Date: 2/4/18 9:38 am From: Alan Contreras <acontrer56...> Subject: [obol] Re: Anna's nesting
There is a published record of Anna’s on eggs in Medford in January. It’s in Oregon Birds maybe 30 years ago.
> On Feb 4, 2018, at 9:35 AM, Gregor Yanega <gregor.yanega...> wrote:
> Hi Nathaniel and Abby-
> I would like to add that the more information you can gather on early dates for nest building the better for Anna’s, particularly because they have only recently expanded their range into Washington and Oregon and because they do show some latitudinal variation in onset of breeding that tracks some combination of winter rain, day length, or flowering phenology (all linked, though seasonality and climate differs somewhat in PNW and central/southern Cal)- there are late November- early December start up dates for Anna’s nesting in Southern California, certainly December and Early Jan start dates in Bay Area and I’ve seen Anna’s in Oregon start in late January. Does anyone have other nesting records for first nest of the season for Anna’s in Oregon?
> Gregor Yanega
>> On Sat, Feb 3, 2018 at 10:38 PM Nathaniel Wander <nw105...> wrote:
>> Hiyah Abby,
>> Fun sightings at Oaks Bottom. But, I wouldn't necessarily consider Anna's nesting in early February a sign of spring.
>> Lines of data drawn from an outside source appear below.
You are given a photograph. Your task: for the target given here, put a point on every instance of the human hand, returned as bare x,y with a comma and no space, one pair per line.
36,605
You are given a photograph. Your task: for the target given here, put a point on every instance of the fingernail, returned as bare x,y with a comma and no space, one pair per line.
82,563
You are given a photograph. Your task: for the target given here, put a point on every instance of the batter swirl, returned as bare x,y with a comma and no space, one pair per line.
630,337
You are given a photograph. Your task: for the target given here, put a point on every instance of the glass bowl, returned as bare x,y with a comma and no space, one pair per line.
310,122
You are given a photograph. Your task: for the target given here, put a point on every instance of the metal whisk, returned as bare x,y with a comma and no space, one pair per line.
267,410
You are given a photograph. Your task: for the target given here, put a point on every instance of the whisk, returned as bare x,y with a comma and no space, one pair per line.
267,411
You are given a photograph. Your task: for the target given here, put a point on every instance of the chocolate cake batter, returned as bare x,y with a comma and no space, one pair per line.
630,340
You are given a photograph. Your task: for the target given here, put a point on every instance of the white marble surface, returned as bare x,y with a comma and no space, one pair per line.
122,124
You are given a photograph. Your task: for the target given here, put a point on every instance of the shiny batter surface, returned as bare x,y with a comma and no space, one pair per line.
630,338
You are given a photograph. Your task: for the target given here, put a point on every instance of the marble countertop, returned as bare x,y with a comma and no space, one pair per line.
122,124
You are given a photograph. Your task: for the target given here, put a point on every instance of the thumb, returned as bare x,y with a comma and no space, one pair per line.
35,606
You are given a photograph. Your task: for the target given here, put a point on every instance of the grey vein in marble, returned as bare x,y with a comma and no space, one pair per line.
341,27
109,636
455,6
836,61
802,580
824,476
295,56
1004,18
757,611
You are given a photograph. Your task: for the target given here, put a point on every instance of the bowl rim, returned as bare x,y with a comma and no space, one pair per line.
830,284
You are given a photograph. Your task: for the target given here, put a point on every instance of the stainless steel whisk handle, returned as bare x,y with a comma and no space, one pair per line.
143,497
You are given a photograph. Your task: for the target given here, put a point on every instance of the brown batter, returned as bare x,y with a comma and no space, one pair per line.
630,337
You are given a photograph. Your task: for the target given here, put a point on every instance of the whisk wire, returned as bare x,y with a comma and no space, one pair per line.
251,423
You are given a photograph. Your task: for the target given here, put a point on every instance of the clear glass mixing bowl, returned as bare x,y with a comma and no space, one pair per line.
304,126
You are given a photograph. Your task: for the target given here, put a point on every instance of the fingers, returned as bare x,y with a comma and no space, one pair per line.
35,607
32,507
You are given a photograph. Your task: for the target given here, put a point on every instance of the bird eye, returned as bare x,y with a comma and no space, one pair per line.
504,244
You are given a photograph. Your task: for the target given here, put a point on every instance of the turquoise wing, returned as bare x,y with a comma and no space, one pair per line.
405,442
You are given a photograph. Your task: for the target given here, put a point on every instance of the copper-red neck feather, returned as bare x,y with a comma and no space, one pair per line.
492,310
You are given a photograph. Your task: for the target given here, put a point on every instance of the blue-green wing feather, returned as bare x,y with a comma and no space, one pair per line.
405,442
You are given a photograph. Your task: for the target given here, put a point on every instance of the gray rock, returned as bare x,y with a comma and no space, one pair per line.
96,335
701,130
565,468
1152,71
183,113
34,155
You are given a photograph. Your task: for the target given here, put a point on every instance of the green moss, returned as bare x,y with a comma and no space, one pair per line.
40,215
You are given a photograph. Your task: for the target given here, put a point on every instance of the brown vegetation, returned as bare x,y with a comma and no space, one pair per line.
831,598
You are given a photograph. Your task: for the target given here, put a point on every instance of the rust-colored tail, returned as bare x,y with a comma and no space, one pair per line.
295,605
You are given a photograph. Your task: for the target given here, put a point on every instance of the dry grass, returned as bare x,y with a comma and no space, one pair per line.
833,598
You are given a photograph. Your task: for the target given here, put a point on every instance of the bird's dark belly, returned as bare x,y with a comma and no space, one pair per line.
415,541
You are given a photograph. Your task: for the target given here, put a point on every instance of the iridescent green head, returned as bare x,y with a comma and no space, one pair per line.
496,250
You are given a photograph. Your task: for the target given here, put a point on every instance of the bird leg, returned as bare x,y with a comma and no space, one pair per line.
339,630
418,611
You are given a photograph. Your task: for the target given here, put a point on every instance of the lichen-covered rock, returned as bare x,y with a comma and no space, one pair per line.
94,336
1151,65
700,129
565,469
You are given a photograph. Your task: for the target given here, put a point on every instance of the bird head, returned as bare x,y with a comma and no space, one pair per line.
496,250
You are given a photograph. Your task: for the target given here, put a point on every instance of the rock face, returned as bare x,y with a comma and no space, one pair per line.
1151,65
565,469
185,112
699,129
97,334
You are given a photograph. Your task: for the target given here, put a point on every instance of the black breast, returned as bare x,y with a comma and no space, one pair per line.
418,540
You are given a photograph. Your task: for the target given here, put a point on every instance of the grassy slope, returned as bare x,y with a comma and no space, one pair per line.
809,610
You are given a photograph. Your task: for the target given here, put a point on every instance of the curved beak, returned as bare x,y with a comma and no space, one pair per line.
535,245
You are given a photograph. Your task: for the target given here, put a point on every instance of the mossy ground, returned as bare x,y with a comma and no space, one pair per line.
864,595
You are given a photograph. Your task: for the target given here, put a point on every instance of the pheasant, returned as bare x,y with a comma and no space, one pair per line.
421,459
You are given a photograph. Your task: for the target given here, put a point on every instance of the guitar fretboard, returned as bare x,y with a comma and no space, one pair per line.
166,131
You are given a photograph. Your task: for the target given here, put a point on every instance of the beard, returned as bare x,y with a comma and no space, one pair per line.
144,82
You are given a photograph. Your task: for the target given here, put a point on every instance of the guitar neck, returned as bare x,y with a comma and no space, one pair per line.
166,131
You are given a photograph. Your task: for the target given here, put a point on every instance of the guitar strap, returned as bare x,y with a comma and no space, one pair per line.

They nest throughout fall and winter too: I've seen one sitting on an egg in San Francisco on New Year's Day.
>> I think they may have once been endemic to southern California in the US and Baja California Norte in Mexico. As they spread north with the planting of exotic vegetation and the provisioning of feeders--and maybe a little global warming--they seem to have retained a sub-tropical breeding pattern. That is, they breed mostly through the rainy season and knock off in summer when there is probably less nectar available in the wild. They feed nestlings mostly insects, but probably always need at least some high-sugar, high-fat resources to maintain their incredible energy outputs.